Starting a Business in Morocco: Permits & Regulatory Guide

Choosing the Right Corporate Vehicle

SARL: most common for foreign investors, no minimum capital, 100% foreign ownership. SA: larger ventures, minimum capital MAD 300,000, board structure. Branch (Succursale): no separate legal entity, parent remains liable. Liaison Office: representative only, cannot conduct business.

Sector-Specific Authorisations

Most activities require no specific licence. Regulated sectors requiring prior authorisation: Banking (Bank Al-Maghrib, Loi 103-12), Insurance (Code des Assurances), Mining (Loi 33-13), Telecommunications (ANRT, Loi 24-96), Food/Pharma (ONSSA/Ministry of Health), Real Estate Development (urban planning authority). Regulatory pre-screening recommended before committing to business activity.

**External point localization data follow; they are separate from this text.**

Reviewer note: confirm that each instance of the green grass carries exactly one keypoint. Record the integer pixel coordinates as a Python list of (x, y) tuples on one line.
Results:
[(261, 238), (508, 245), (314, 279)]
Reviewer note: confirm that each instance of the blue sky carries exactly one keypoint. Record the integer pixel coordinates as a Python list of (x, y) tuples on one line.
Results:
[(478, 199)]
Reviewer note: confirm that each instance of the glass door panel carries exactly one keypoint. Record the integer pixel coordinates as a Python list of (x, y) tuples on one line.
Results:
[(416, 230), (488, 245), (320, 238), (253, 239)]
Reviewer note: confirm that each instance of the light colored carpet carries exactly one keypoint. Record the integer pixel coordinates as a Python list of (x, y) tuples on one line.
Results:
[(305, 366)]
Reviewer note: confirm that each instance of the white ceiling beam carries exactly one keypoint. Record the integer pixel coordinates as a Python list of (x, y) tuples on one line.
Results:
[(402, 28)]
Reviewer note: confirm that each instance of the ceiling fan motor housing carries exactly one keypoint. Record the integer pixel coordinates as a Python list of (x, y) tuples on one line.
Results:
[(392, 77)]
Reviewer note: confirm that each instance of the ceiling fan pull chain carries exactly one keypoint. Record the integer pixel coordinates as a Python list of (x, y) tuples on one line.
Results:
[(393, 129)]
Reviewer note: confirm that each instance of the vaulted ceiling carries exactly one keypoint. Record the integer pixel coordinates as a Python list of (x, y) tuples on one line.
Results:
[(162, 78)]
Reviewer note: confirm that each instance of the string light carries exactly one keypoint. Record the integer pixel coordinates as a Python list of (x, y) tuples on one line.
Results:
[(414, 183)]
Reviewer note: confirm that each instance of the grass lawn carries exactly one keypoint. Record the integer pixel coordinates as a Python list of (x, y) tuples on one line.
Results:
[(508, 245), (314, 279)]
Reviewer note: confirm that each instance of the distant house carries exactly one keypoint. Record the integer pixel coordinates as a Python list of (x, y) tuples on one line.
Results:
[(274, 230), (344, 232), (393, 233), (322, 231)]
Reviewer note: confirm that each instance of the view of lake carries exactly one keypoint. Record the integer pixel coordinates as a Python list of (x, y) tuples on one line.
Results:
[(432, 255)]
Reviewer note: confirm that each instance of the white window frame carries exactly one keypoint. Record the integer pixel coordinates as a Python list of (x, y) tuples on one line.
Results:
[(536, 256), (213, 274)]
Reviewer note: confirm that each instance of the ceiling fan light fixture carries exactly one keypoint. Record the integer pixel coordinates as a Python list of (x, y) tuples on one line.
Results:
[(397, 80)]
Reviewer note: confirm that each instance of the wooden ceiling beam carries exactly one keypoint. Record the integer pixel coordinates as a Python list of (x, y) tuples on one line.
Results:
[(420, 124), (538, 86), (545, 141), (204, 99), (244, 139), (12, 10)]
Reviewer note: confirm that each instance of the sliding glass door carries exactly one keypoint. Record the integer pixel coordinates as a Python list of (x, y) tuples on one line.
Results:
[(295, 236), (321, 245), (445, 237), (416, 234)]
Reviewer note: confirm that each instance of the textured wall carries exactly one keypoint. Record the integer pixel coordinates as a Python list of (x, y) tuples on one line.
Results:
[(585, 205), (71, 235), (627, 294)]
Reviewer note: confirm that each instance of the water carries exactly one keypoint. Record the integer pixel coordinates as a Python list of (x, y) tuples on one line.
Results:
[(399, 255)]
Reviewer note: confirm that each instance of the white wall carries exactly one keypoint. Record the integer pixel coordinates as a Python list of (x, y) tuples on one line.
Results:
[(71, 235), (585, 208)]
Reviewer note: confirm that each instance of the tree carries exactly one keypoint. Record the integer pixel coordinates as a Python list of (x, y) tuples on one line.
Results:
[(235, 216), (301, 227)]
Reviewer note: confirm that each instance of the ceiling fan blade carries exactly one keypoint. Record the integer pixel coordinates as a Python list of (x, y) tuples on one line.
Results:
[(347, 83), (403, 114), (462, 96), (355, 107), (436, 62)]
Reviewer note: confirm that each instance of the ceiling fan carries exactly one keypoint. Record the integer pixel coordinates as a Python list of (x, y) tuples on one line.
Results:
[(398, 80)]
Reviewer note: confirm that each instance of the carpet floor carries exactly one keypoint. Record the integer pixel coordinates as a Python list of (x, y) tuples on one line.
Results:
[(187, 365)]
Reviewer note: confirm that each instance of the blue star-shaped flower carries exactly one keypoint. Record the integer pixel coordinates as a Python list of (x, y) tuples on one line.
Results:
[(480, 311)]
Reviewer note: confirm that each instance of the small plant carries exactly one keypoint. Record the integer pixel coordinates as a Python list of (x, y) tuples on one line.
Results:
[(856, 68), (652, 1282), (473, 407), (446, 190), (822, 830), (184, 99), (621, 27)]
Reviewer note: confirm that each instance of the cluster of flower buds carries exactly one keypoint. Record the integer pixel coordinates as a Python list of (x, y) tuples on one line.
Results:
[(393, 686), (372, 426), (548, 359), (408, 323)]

Tax Registration and Obligations

Corporate income tax (IS): 20% on profits up to MAD 100M, 35% above (2024 reforms). VAT (TVA): 20% standard rate. Professional tax on business premises. Employer CNSS/AMO contributions. Morocco has double taxation treaties with Germany, France, UK, and US.

Foreign Exchange Controls

Capital repatriation guaranteed under Investment Charter (Loi-cadre 03-22) and IGOC 2024. Current account transactions generally free. Foreign currency accounts permitted. Comptes en dirhams convertibles available for foreign investors. Office des Changes compliance is essential — violations carry significant penalties.

Investment Incentives

CRI one-stop shops in each region. Free zones (Tangier, Kénitra) offer corporate tax holidays and customs exemptions. Casablanca Finance City (CFC) preferential regime for financial/professional services. Sector incentives for automotive, aerospace, renewables, and agribusiness.

Data Protection

Morocco’s Loi 09-08 enforced by CNDP. Requires registration of processing activities, consent/legitimate basis, adequate security, and restrictions on cross-border transfers. EU parent companies must coordinate GDPR and Loi 09-08 compliance.

Common Pitfalls

Underestimating sector authorisation timelines; ignoring labour law from day one; missing beneficial ownership filing deadline (1 month from incorporation); failing to structure currency flows in advance.